Andar a pé em Brasília é uma experiência multifacetada. Concebida numa época em que o Brasil começava a abraçar os automóveis, a cidade é difícil de ser percorrida a pé.

Para os que moram nas superquadras, a experiência pode ser prazerosa e rica. Para quem se desloca entre as demais regiões da cidade, tudo fica mais difícil; as distâncias percebidas são enormes, há falta de calçadas e as grandes avenidas não ajudam.

Brasília tem os símbolos de poder, a originalidade e a monumentalidade de uma capital, mas o projeto original fica devendo em urbanidade.
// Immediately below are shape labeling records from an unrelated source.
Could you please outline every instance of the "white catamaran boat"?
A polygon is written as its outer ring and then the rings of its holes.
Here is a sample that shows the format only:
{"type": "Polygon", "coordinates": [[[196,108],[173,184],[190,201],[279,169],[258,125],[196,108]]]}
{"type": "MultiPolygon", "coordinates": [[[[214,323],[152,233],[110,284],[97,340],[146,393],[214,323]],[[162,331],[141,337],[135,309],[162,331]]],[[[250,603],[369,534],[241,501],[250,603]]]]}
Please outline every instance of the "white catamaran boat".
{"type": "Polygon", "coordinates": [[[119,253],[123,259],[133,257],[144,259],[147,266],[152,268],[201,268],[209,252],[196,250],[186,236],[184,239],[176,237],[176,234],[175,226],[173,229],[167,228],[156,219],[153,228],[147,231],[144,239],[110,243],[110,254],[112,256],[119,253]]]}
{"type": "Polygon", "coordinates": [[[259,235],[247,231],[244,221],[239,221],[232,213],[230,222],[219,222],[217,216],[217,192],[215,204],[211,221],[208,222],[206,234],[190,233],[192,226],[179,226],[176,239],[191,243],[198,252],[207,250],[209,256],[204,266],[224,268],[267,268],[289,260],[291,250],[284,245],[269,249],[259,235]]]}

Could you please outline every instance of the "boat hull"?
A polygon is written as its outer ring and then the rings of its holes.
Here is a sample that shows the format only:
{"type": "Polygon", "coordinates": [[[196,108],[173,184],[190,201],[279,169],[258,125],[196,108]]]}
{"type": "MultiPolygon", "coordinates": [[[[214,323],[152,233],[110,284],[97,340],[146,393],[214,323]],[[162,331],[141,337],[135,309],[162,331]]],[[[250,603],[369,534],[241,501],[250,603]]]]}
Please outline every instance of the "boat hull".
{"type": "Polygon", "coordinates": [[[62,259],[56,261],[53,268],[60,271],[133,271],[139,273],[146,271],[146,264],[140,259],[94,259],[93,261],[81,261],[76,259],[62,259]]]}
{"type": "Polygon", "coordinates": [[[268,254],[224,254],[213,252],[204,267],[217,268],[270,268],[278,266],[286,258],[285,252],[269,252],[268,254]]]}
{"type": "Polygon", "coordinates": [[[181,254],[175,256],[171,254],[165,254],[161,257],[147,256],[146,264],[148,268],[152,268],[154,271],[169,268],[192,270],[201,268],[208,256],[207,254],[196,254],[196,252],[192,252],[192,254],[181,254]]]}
Em uma entrevista de alguns anos atrás, a urbanista Regina Meyer, que morou anos em Brasília, fala das dificuldades de se alterar o projeto original:

“Não há como negar que Brasília mostrou rapidamente suas fragilidades, isto é, a vida cotidiana deixa claro que aquela não é a forma mais adequada de se projetar a cidade do futuro. O projeto fechado, elaborado com todos os condicionantes da década de 1950, deixava poucas brechas para incorporar o novo.”

Cabe aos cidadãos e governantes encarar a ocupação dos espaços públicos como parte da vida urbana e realizar aquilo que se espera de uma cidade tão emblemática e importante como Brasília, que ela melhore com o tempo e que a infraestrutura reflita os novos usos que seus habitantes fazem dela.